By Robert Coles | June 1988

When my wife and I read of preacher Jimmy Swaggart’s abrupt decline into the role of a public sinner, we remembered the hold he has had on so many people we have known, not only in our coun­try’s South, but the South that stretches from the Rio Grande Valley way down to the Strait of Ma­gellan. So many families we have met over the years have found Swaggart’s performing skills irre­sistible. He has a way of collaring his listeners and viewers, insinuating his hyped-up alarm and fore­boding into their nervous systems. He has a way of hitting a home run with his hysteria, evoking it in others, proving what Freud learned in the Vienna of 1900 — that passions denied at home or in the workplace can suddenly burst forth, inexplicably or in response to something — or someone. It is all too easy for someone like me to pursue the above line of psychoanalytic thinking, to render a discourse on the contagious power of religious emotionality on certain kinds of psychologically vulnerable people. It’s rather easy, as well, to join the ranks of those who prefer a more sociological or economic or cultural mode of analysis — the ig­norance and impotence, the near desperation, the edge of despair in so many men and women who can take little, indeed, for granted, who live in con­stant debt or with no hope of any real security, any sense of achievement. To pursue such inquiry is to risk the cool, confident self-importance of the quite privileged intellectual — one more “them” to comprehend, maybe pity, maybe keep at a distance as a negative drag on the kind of enlightened poli­tics my kind proudly tries to favor and practice.

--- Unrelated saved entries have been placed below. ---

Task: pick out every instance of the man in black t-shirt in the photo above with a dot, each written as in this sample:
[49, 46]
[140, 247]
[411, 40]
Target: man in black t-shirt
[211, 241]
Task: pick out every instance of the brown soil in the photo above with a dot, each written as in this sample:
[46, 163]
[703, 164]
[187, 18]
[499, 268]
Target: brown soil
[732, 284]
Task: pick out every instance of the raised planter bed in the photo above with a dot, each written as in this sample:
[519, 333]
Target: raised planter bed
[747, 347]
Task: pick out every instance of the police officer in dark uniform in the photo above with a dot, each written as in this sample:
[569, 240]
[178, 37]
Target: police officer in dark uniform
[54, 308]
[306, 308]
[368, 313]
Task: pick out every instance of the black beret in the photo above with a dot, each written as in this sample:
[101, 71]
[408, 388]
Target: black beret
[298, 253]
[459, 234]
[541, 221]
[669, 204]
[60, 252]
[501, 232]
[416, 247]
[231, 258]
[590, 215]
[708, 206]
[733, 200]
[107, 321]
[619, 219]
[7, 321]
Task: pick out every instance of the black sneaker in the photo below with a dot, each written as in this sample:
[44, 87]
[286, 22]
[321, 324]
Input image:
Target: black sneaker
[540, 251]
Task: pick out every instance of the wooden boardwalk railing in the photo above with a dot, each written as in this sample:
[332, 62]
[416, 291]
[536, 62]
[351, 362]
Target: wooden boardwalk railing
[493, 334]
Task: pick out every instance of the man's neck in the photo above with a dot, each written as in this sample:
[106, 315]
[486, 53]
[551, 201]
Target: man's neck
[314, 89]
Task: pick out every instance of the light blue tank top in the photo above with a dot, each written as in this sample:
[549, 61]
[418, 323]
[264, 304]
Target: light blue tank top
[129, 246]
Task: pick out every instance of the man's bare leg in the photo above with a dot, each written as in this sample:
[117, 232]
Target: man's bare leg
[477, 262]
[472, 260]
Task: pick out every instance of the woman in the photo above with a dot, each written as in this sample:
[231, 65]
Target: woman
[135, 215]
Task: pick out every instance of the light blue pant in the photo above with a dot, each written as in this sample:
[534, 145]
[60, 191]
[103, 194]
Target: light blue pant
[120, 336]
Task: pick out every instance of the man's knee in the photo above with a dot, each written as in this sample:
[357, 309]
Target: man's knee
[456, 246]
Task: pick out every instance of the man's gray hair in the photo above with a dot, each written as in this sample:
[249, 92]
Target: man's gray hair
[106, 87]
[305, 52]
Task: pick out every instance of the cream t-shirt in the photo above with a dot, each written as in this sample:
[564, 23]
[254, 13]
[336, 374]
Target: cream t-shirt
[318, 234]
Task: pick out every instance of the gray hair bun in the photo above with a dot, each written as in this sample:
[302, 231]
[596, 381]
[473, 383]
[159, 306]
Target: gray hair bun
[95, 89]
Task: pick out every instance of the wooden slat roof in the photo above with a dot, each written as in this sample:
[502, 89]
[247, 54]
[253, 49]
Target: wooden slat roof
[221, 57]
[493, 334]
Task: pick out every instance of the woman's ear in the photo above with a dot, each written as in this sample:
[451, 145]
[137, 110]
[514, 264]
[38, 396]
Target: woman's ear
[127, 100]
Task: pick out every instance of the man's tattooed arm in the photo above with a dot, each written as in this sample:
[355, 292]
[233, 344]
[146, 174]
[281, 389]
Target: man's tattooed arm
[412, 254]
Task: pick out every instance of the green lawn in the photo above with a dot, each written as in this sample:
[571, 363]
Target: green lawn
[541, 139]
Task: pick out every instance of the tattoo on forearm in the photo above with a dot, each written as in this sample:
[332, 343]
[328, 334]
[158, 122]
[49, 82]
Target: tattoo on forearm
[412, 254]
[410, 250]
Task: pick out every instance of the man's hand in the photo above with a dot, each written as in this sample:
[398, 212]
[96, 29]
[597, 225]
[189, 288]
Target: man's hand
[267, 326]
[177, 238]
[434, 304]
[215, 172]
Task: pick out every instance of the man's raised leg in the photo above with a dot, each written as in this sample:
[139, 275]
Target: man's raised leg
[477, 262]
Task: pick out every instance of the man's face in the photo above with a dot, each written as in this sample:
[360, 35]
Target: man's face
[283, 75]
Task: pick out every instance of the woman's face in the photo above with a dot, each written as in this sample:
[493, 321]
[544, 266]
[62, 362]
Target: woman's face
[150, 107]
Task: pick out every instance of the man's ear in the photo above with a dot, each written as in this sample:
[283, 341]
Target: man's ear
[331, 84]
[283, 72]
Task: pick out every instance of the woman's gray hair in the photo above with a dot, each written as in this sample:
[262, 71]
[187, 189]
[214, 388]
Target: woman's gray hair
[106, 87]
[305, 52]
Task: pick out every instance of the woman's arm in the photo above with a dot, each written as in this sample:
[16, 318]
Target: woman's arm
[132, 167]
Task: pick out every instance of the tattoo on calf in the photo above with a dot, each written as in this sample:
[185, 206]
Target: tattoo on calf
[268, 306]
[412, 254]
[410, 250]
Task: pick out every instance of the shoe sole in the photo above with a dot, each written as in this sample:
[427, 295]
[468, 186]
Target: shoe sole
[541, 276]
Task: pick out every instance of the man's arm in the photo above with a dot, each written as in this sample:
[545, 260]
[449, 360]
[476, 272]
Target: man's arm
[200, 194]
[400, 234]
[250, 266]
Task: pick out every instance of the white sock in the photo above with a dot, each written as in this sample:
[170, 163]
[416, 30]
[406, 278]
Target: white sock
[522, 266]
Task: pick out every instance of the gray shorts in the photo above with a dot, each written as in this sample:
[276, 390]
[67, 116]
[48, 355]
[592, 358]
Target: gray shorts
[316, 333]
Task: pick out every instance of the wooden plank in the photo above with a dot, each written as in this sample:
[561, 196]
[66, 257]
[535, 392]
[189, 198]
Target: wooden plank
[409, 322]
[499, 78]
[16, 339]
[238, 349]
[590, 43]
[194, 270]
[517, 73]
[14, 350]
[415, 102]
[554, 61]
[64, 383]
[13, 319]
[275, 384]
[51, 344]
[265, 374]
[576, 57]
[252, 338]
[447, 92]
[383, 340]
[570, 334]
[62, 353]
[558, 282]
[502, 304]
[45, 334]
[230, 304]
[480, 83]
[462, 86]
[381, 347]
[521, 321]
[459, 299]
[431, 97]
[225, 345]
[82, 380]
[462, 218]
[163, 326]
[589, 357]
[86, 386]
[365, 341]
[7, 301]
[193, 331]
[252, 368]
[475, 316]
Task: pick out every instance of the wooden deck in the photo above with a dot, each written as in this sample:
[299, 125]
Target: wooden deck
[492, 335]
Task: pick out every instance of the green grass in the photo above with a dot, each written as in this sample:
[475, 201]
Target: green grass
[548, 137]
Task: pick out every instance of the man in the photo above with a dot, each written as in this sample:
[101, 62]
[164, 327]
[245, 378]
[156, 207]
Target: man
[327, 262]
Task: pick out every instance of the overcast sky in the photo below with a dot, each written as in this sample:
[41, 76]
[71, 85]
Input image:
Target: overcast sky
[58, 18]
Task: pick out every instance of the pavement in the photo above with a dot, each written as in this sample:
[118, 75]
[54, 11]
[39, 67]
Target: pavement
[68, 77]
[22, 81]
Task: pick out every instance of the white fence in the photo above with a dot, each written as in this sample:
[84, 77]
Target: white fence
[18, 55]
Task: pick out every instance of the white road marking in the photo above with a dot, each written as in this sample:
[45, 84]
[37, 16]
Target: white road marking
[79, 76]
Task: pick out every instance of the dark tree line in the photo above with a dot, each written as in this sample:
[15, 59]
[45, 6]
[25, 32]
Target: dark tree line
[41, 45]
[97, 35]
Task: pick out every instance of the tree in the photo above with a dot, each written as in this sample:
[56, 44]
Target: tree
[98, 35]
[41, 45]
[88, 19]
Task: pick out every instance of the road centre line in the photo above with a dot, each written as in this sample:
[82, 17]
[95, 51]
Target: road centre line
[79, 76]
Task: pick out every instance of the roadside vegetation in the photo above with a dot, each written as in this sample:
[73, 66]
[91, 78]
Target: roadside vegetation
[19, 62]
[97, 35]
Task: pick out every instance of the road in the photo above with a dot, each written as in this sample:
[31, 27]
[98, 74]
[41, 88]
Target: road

As I tried to discuss the foregoing with a few friends “up here” (in New England) as opposed to “down there” (in Louisiana) — ah, the occasional symmetry of language and egotism — I was met with a barrage of skepticism, if not scorn. Swaggart is a phony, a manipulative fraud, an exploiter of sorts. He rakes in millions, lives high off the hog, exudes contrived bombast, offers hurt and ailing people — well, the list is familiar — an opiate; false consciousness; illusions; a crutch; or as a friend of mine, a decent, hardworking psychoanalyst whose liberal politics and sane rationality I admire, put it in his quiet, understated Jamesian way, “some du­bious satisfactions, indeed.” Yes, yes, I want to say, and do say — but. I stop with that small qualifying word, have trouble spelling out what “but” is meant to announce.